Fortunately, Shuntaro Fujito’s new staging of Violet at the Charing Cross Theatre – a coproduction with the Umeda Arts Theatre in Osaka, where it will transfer after the London run – mostly lives up to those (consderable) expectations. Based on a short story by Doris Betts called The Ugliest Pilgrim, Violet follows a young woman who was hideously disfigured in a childhood accident (the blade of her father’s axe came free from the handle and struck her in the face) as she journeys across the American south in 1964 to find a televangelist who she believes can remove her scar. It’s a tricky story to adapt for the stage – Violet is from rural Tennessee, relatively uneducated, damaged and defensive, and her belief that a televangelist has the power to restore her looks could very easily come across as laughably credulous. Actually, this is an intelligent, perceptive, often very moving examination of an unhappy, awkward young woman slowly learning to come to terms with herself, and that’s thanks mostly to Tesori and Crawley’s extraordinary score.

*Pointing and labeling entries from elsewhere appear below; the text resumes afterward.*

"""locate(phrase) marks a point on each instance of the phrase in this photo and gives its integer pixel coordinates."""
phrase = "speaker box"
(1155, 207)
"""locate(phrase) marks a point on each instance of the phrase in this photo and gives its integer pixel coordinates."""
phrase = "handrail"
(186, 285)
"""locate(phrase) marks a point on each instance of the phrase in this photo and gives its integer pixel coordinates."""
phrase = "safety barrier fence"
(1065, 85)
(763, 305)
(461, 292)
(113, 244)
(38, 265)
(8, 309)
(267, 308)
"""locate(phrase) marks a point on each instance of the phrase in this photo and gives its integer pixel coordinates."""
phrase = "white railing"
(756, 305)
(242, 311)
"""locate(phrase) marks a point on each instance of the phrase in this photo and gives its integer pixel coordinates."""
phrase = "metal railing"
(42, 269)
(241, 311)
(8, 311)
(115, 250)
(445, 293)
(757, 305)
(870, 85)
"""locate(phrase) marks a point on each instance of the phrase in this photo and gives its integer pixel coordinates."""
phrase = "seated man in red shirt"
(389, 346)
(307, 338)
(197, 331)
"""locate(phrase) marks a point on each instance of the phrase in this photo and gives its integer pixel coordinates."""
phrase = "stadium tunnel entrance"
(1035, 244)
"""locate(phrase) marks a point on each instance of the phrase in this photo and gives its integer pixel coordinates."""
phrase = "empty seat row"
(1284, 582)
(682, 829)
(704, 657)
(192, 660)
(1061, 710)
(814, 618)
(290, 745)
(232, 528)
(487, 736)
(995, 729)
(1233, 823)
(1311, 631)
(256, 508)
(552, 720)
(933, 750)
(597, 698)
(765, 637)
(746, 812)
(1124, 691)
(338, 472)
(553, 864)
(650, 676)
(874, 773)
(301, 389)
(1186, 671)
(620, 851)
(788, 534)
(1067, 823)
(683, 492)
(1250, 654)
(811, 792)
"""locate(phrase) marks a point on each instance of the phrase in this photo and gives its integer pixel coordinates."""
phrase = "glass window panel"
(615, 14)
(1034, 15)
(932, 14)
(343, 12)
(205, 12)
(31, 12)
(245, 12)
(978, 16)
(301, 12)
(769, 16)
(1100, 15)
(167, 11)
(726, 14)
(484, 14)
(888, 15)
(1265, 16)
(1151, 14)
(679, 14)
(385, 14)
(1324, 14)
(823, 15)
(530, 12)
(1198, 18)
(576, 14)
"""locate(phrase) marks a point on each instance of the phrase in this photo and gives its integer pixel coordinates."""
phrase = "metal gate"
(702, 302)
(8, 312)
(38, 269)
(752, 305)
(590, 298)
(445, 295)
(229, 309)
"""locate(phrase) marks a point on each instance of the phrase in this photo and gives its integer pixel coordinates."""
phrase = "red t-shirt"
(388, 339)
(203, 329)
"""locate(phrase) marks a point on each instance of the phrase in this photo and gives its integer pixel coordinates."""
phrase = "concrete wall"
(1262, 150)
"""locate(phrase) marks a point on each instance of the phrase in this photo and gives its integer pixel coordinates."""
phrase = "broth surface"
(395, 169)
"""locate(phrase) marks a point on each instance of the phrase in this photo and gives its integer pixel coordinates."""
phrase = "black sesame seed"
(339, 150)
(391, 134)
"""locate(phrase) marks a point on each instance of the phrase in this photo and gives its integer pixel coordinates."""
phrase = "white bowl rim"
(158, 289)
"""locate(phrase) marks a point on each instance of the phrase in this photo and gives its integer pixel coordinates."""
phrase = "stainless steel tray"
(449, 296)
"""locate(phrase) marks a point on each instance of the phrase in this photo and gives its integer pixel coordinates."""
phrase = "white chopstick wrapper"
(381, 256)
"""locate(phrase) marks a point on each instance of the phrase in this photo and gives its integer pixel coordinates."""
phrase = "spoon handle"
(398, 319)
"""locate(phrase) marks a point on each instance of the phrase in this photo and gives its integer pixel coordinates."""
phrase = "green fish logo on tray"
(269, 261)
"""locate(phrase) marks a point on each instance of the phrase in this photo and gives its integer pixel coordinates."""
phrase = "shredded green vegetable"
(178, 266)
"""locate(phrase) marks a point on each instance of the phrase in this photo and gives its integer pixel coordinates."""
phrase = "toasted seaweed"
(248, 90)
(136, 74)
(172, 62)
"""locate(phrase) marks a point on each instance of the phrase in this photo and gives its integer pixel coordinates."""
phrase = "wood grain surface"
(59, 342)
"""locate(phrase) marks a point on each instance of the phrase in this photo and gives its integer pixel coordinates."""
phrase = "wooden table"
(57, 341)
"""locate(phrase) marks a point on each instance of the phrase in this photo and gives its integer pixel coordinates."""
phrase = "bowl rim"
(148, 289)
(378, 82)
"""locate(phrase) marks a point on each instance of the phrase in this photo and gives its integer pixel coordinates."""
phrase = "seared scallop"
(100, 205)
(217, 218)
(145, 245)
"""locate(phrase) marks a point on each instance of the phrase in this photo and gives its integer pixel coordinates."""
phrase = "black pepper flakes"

There’s an unusual emotional intelligence to Tesori’s music here, and to Crawley’s carefully unshowy, conversational lyrics; this is music that grabs you by the heartstrings almost from the very top of the show and doesn’t let go until the last note of the finale. This is a book musical, not an opera-in-everything-but-name like Tesori’s Caroline, or Change (which is coincidentally currently playing right around the corner), so Violet’s score is a collection of standalone songs rather than wall-to-wall music, and several of the songs are extraordinary. Even if you don’t know them going in, you might well come out humming On My Way, the big chorus number that marks the beginning of Violet’s bus journey, and Let It Sing, the inspirational anthem sung by a (black) soldier she meets on her journey, but there are so many memorable songs here that you may be spoiled for choice.

There’s a marvellous cast too, headed by Kaisa Hammarlund, unrecognisable from her turn as the oldest Alison in Tesori’s Fun Home across the river at the Young Vic last year. Hammarlund’s heartbreaking Violet is a study in contradictions: brave and terrified, dignified and ungainly, warm and abrasive. It’s a magnificent performance, and she gives full value to Tesori’s music. She’s surrounded by a fine ensemble cast, with particularly memorable contributions from Jay Marsh (Flick, the black soldier who forms one corner of the love triangle that develops in the second half of the show), from Kieron Crook as Violet’s guilt-ridden father, and  Angelica Allen as a singer in a Memphis music hall. Allen’s scorching performance of the Tina Turner-esque Lonely Stranger is worth the trip on its own.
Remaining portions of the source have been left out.